I would offer support for the access log as well. Glad you found my file useful. If I where you, I would make the backend interchangeable/configurable; so other setups that may not want to run node.js can still take advantage of stats without having to install boost. It's something I've been meaning to do, just been too busy with other things. Oh and there is a slight bit of legacy code in the boost_stats.php file; it could be done slightly better now that I see the end from the beginning.

Good idea.

mshmsh5000's picture

If I go down the road of decoupling the functionality from the node.js solution (which is a good idea, thanks for that), and provide a standalone method a la boost_stats.php, I'm wondering what the most useful solution would be for everyone. A tracker pixel? An AJAX callback like boost_stats.php? Or both?

For the sites I'm working with, there's one of only two situations: there's a CDN in place, in which case you could configure the CDN to ignore a pixel or AJAX callback path; or there's no CDN in place, in which case traffic is sufficiently low that we're not worried about the native node statistics load.

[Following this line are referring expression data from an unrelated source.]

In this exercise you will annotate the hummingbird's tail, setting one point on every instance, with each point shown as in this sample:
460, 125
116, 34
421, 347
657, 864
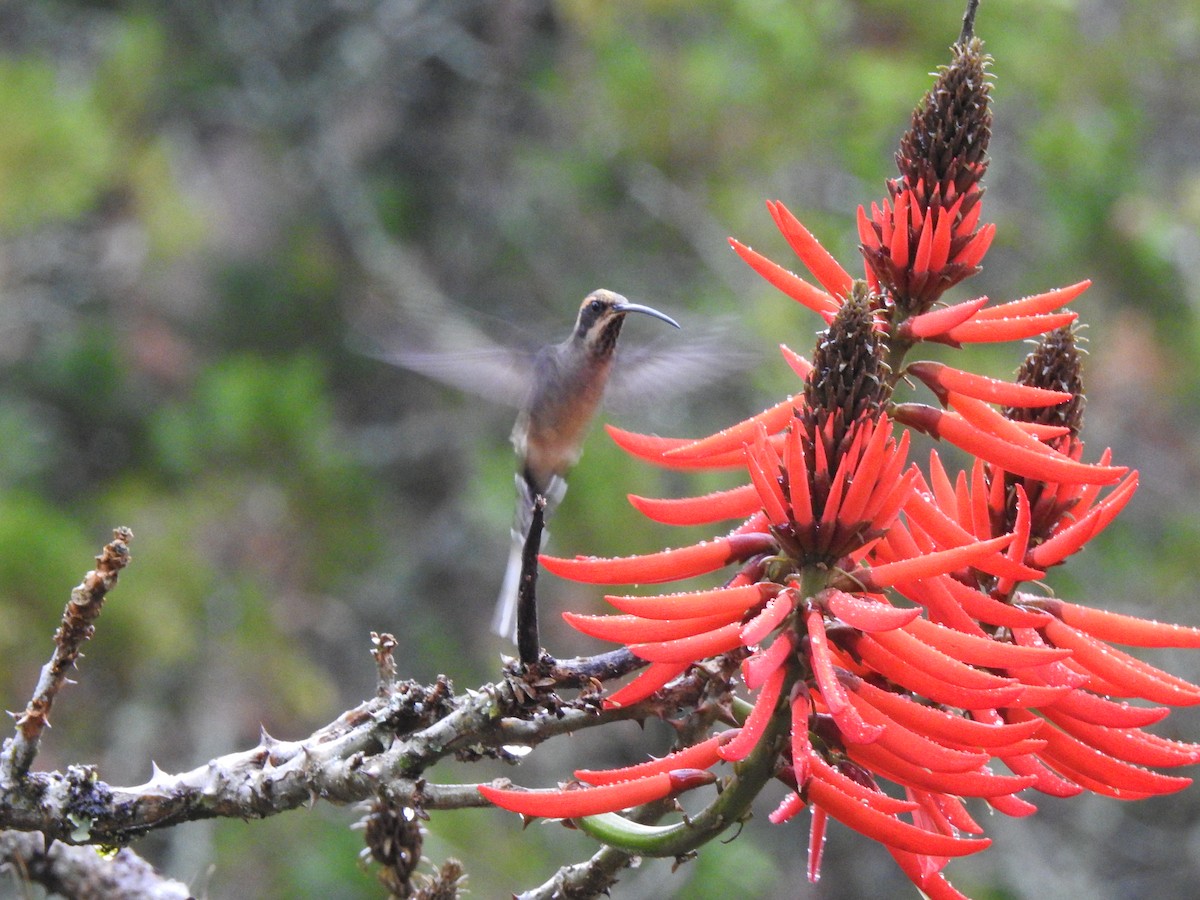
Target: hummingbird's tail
504, 619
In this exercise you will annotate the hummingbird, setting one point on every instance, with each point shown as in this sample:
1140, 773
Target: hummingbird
564, 395
558, 390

So I'm hoping to hear from others what the non-Pixel Ping use cases would look like.

I'll add in optional access log support too. Thanks for the suggestions.

Maybe pixel_ping isn't the best name for this module, if you don't have to use Pixel Ping with it!

Reason for ajax

mikeytown2's picture

Reason there is an ajax path is so you can return the stats block from core. Now that there are things like
http://drupal.org/project/ajaxify_regions
http://drupal.org/project/ajaxblocks
the need for an AJAX callback is not as necessary. I would opt for the 1px image.

Referrer

mikeytown2's picture

Forgot about getting the referrer... I think you could still pass that in a get parameter of the image. The other thing to think about is the session entry in the accesslog. I'm sure what I have for that could be improved upon.

Use Google Analytics API?

Vacilando's picture

I've long thought that the best route for this kind of stats would be to employ Google Analytics. It is lightweight and constantly improved. It gets loaded on each page - whether it is generated, Boost-ed, or served from a CDN. If only page view count is needed, why not extracting it using Google Analytics Data Export API? No extra JavaScript, database, etc. Just extract the count when needed. There already is a module whose functions could be re-used for that -- http://drupal.org/project/google_analytics_api. What do you think?


---
Tomáš J. Fülöpp
http://twitter.com/vacilandois

Excellent and very much feasible

deepesh's picture

I would second that suggestion, Google Analytics is already loading doing the hard-work so why bother wasting computing resources ? the only negative effect would be that it wont track users blocking GA using blockers like Adblock !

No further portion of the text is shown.